Structure and pharmacological action of ADCs
ADCs have three parts namely the antibody, linker, and the drug. The pharmacological action of ADCs is divided into four steps; action on the systemic circulation, enhanced permeability and retention (EPR) effect, tumor tissue penetration, and active targeting of cells with sustained release of drug. The linker part of the ADC is responsible for sustained drug release.
This targeted approach of ADCs encourages selective attack of malignant cells only. It also improves patient outcomes with fewer episodes of adverse events than what is observed with conventional chemotherapeutic methods.
History and development of ADCs
In 1913, Paul Ehrlich, a German physicist and scientist, was the first to propose the concept of targeted delivery of toxic agents against microbes or tumor cells.

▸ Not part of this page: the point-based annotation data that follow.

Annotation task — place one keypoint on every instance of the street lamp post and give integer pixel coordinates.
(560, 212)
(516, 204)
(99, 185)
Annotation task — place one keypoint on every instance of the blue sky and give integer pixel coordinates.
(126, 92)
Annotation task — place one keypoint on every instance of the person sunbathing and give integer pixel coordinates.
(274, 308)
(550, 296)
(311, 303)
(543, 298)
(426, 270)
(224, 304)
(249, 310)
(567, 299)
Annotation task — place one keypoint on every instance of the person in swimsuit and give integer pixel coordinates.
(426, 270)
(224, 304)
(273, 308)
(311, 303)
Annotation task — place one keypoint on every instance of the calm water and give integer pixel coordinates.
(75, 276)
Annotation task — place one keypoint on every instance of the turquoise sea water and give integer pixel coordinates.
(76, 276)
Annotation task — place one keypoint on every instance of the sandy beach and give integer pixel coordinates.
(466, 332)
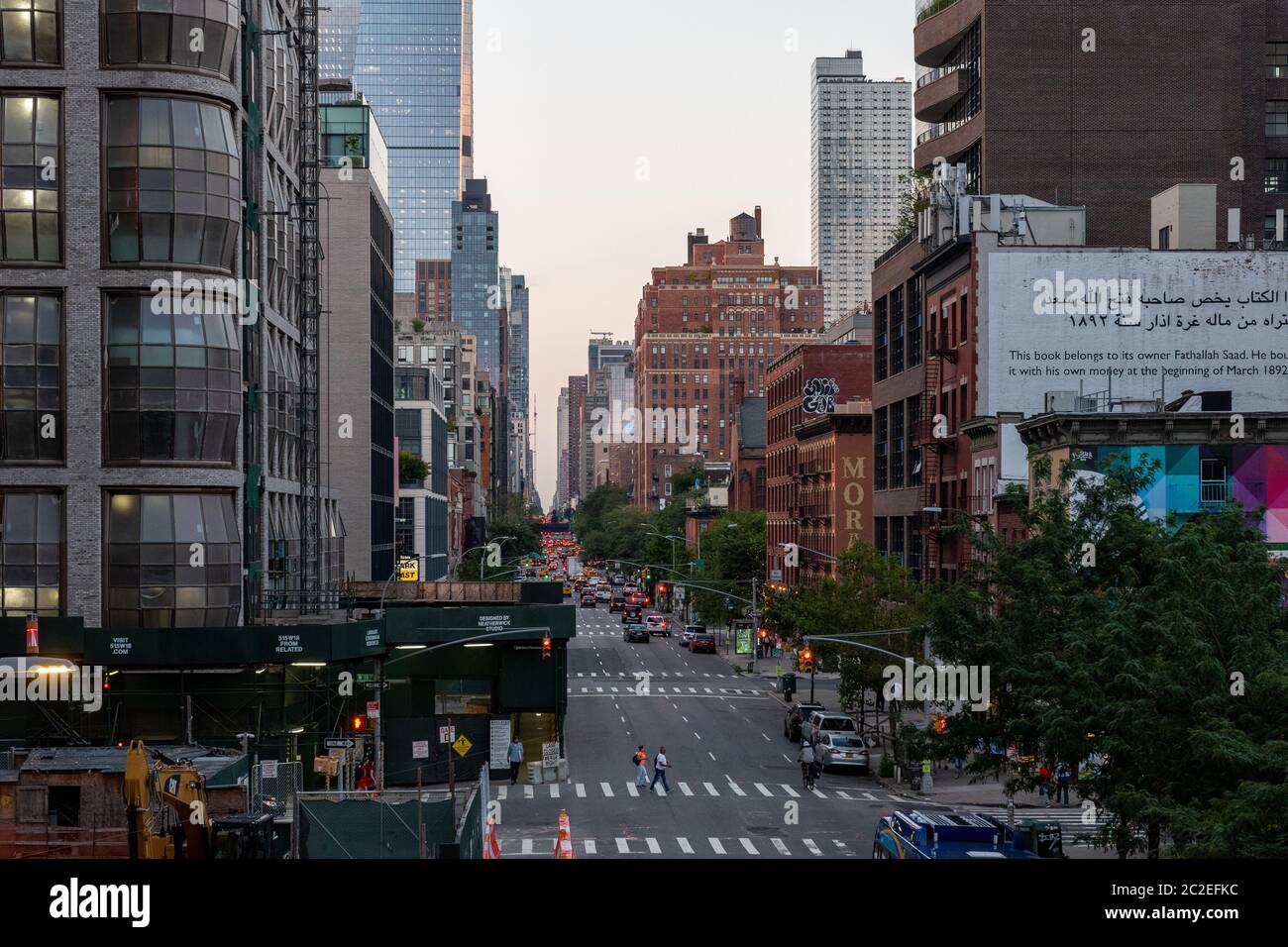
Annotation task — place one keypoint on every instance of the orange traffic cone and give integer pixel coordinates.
(563, 845)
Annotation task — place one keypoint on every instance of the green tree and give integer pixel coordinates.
(1149, 655)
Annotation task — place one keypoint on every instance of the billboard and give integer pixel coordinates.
(1132, 324)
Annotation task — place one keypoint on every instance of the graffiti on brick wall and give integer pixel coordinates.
(819, 395)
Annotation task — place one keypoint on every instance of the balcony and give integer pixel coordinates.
(1214, 493)
(936, 97)
(939, 25)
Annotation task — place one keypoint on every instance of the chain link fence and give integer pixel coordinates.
(273, 788)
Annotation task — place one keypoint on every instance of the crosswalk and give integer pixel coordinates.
(681, 788)
(712, 847)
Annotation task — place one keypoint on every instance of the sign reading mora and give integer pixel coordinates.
(1142, 324)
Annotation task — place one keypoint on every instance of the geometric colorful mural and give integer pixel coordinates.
(1196, 476)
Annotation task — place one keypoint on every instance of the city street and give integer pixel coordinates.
(735, 787)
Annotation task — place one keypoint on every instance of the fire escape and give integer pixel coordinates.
(310, 307)
(936, 453)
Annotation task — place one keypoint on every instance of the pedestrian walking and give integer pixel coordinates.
(1061, 783)
(660, 767)
(640, 767)
(806, 759)
(515, 758)
(1044, 783)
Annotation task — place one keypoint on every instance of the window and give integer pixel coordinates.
(161, 33)
(172, 182)
(1276, 119)
(1276, 175)
(153, 547)
(30, 33)
(1276, 60)
(33, 165)
(171, 384)
(31, 543)
(31, 377)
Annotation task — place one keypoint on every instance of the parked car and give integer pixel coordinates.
(797, 716)
(658, 625)
(841, 751)
(703, 642)
(822, 720)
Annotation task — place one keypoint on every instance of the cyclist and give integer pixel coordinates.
(806, 759)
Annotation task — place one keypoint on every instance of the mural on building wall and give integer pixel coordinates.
(819, 397)
(1193, 478)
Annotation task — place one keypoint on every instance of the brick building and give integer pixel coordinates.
(833, 501)
(704, 335)
(1034, 103)
(807, 381)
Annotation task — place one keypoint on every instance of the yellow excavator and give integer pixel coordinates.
(168, 815)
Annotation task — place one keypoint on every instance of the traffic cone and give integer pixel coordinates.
(563, 845)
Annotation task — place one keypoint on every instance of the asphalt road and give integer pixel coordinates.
(735, 787)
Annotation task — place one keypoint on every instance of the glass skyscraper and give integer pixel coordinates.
(477, 290)
(412, 59)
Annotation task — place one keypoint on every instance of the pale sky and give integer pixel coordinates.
(707, 101)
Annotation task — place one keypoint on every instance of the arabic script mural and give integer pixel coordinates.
(819, 395)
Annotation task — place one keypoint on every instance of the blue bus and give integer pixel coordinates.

It took almost four decades of research to bring about a promising outcome of ADCs in clinical trials. The first successful ADC clinical trial was in 1983 that used an anti-carcinoembryonic antigen antibody-vindesine conjugate.
In the 1990s, the first-generation ADCs were derived from the backbones of murines. However, the linkers were not stable in the human blood stream because of which the ADCs had a short half-life.
In addition, the concentration of the cytotoxic agent (also referred to as cytotoxic payload) was minimal.
Only 1-2% of the dose reached the tumor site and this did not offer the required therapeutic efficacy in humans. Subsequently, clinical trials were stopped due to non-efficacy of these first-generation ADCs.
Around the same time, an FDA-approved ADC used to treat acute myeloid leukemia was discontinued owing to fatal adverse events because of an unstable linker that led to premature release of the cytotoxic payload.
ADCs pose challenges due to their complex structure and have some limitations such as low chemotherapeutic potency and antigen selectivity.
Despite numerous setbacks encountered while developing ADCs, rapid progress is being made due to technological advancements such as antibody engineering to introduce novel linkers or site-specific conjugation chemistry to improve the outcome of ADCs.
For instance, strategic linker designs with enhanced hydrophilicity can be used in multi-drug resistant tumors to reduce binding of the payload in ADCs.
FDA-approved antibody-drug conjugates
Several ADCs are FDA-approved for the treatment of refractory Hodgkin’s lymphoma and HER2-positive breast cancer.
Currently, ADC research is making use of fluorescent imaging, positron emission tomography (PET), and magnetic spectrometry imaging (MSI) to evaluate antibody delivery and sustained drug release.
There are 60 ADCs undergoing clinical trials of which some trials are even using combination strategies such as ADCs with conventional chemotherapy.
Addressing molecular designs and strategies to produce effective and safe ADCs can pave the way for novel biological therapeutics.